Мигнул зелёный светляк светофора и выхватил из темноты старинный дом с колоннами. На его крыльце лежал Мраморный лев. Вид у него грозный. Зорко оглядывал лев каждого прохожего. Чудик подошёл к нему, поправил съехавшую на бок шляпу:

– Я ищу Алёшу. Вы не знаете, где его дом?

Лев рявкнул:

– И знать не желаю! А ну, подойди ближе. Ты чудной, я вижу, идёшь, сам не знаешь куда. Постой-ка здесь за меня. А я пойду, поищу какого-нибудь льва, а то не с кем поговорить по-львиному.

Лев спрыгнул с крыльца и исчез в синеве вечера. Долго не было Льва. Чудик от нечего делать осматривал дом, который охранял. Окна у него были зеркальные, а горело всего одно. И таким апельсиновым, жарким цветом, что казалось, что смотрит оно не в зиму, а в лето. Бабочке, что распластала крылья на его стекле, тоже казалось это...

Прошёл час или два. Наконец раздались тяжёлые шаги, и Чудик увидел Льва. Вид у него был хмурый:

– Какие тут львы! Не с кем поговорить. Одни собаки тявкают, да шастают кошки.

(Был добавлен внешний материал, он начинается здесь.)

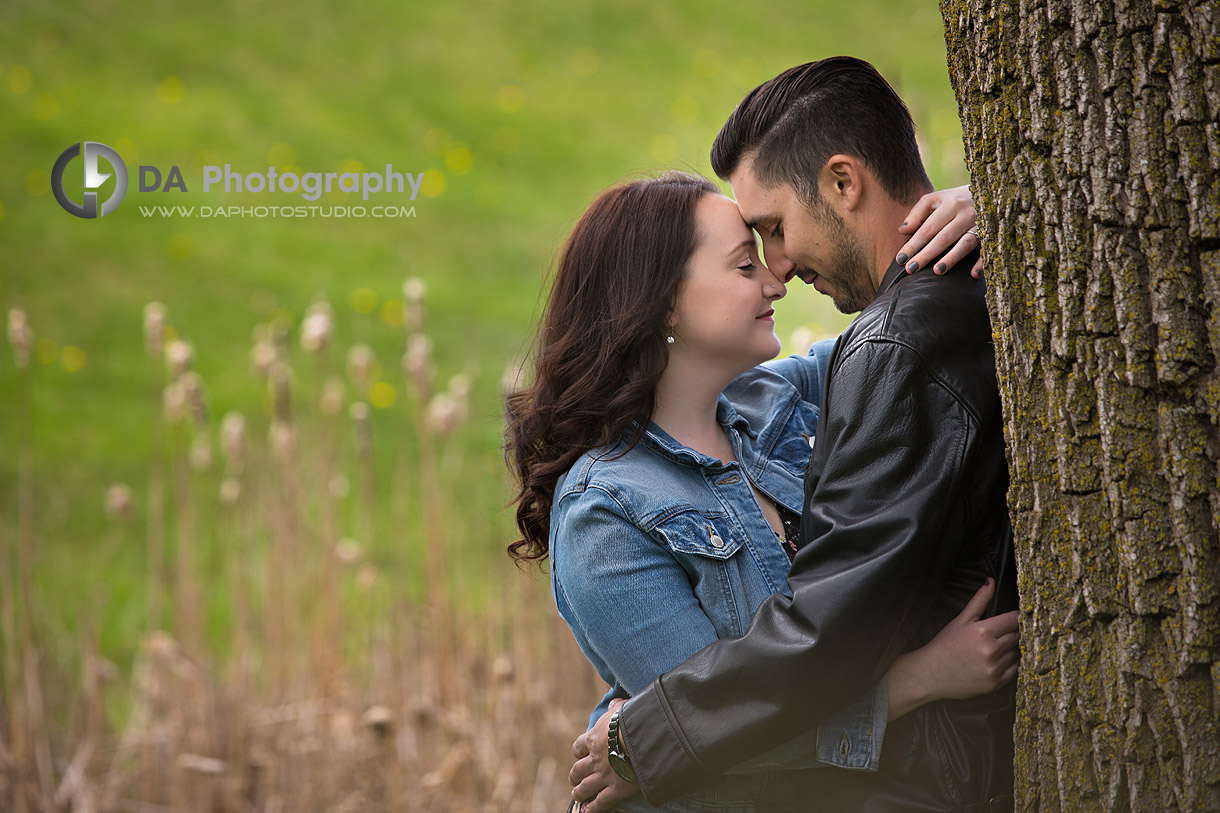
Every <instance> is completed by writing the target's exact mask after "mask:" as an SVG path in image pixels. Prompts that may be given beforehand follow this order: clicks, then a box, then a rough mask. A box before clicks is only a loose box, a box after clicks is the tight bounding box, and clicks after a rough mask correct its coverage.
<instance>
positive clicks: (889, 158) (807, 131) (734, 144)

– А я, – сказал Чудик, – знаю, с кем вам поговорить можно. Пустите меня в дом.

Лев посторонился. Чудик открыл тяжёлую дверь и подошёл к бабочке, которую разглядел за апельсиновым окном. Это была Бабочка-львинка: оранжевые пятна на шоколадных крыльях, бархатная спинка. Она и забыла, что когда-то была гусеницей с рыжей львиной гривой. А стала такой красивой что Чудик обратился к ней «на Вы»:

– Могли бы вы по-львиному со Львом поговорить?

– Конечно, – отвечала бабочка весело.

Чудик распахнул дверь, мелькнули оранжевые пятна. И вот Бабочка уже сидит у Льва на передних сложенных лапах. Лев склонил к ней тяжёлую голову и зашептал что-то. Сложив крылышки книжечкой, Бабочка замерла. Потом словно проснулась. Ещё один взмах крыла, и бабочка стёрла морщин с львиного лба. Миг, и она упорхнула с крыльца. Осталась на львиных лапах только цветная пыльца...

Чудик был удивлён: мраморный Лев и Бабочка-львинка говорили каждый о своём. Лев о том, как трудно быть мраморным и какая это тяжесть. Бабочка же поведала, как ей легко летать и как радостно.

Лев повернулся к Чудику и вдруг спросил:

– Этот твой Алёша, он какой?

– Он похож на меня, а я на него.

– Значит, у него такие же волосы и глаза. Ну-ка сними шляпу, а то ничего увидеть нельзя.

Чудик снял шляпу и выпустил воробья. Лев расхохотался.

– Проходил тут как-то чудик, вроде тебя. Только он выше на три головы, в руках у него какой-то чёрный футляр. Этот парень свернул на Набережную к дому с окном-фонарём.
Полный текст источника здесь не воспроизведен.